The exotic lure of passion vine. I have one growing on the outside wall of my studio. When I was doing Open Studios in the fall this vine would frequently upstage my paintings. Visitors would be snared by its seductive blooms peeking out demurely from dense foliage. They would arrive in my studio not with interest in the paintings, but anxious to know the name of the exotic bloom. Eagerly they would thrust their iPhone picture, just taken, at me for an answer.
Recently one of my students remarked on the heady fragrance from the vine, noticed even before the blooms. On a perfect early fall day this week I myself succumbed to the mystery and brought out a folding chair and my sketch gear to hang out with one particularly well situated bloom.
I got a respectable enough but rather ho-hum sketch and was bested yet again by this showy flower. You can see my problem. Look at the palette of color and shapely forms of one of nature’s own prima ballerinas!

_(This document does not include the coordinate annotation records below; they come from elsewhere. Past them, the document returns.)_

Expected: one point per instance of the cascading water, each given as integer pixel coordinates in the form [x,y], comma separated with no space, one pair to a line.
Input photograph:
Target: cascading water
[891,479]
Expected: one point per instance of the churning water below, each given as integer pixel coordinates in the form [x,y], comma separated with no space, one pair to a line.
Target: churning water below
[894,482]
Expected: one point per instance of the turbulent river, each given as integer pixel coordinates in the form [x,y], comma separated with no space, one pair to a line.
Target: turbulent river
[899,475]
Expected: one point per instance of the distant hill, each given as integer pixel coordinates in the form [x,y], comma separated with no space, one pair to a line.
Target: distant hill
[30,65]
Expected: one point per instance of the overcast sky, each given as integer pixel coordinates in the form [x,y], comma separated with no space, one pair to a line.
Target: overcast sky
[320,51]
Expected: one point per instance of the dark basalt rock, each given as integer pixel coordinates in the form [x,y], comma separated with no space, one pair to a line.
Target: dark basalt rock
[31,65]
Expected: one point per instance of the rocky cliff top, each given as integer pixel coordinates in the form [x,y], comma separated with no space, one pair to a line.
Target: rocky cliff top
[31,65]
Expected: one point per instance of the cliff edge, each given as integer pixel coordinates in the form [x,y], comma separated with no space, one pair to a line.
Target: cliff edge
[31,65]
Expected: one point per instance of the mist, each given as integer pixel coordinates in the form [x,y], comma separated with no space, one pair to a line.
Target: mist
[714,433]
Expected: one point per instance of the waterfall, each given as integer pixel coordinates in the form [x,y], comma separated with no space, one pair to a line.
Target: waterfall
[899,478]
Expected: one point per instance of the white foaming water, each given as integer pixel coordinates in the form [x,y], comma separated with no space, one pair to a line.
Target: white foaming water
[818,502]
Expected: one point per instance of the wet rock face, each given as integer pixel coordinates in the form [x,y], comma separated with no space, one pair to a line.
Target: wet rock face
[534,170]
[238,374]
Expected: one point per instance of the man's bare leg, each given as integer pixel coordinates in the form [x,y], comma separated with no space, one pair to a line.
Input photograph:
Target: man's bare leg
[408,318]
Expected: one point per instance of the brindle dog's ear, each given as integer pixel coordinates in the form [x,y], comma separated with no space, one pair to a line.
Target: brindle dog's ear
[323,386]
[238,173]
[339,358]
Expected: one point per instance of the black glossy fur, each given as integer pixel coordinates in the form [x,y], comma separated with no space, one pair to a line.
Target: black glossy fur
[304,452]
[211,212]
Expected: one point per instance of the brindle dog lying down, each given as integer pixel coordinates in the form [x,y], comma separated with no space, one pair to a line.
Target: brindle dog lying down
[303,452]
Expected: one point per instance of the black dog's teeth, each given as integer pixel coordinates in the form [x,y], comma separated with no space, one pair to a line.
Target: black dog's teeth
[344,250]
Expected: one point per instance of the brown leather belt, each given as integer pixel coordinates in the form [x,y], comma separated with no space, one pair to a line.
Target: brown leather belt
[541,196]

Even after I tried all my cool tricks like splatter and framing and such, I had lost heart to try again. Today maybe I’ll just sit for a few minutes, allow the vine’s spell to enfold me, and celebrate its beauty without trying to copy it.
Every other Sunday I attend a meditation session and discourse by my Tibetan Buddhist teacher in Point Richmond, then drive home to Sebastopol. This Sunday I’d brought my sketch gear and took some time to eat lunch and sketch in the tiny town square. Point Richmond, even with its proximity to San Francisco and Oakland, has maintained a delightful small town ambiance with much of the cultural diversity and artistic interest found in other areas of the Bay Area. My plan is to work my way around the couple blocks of the town, enjoying some Sunday sketching as long as the weather holds.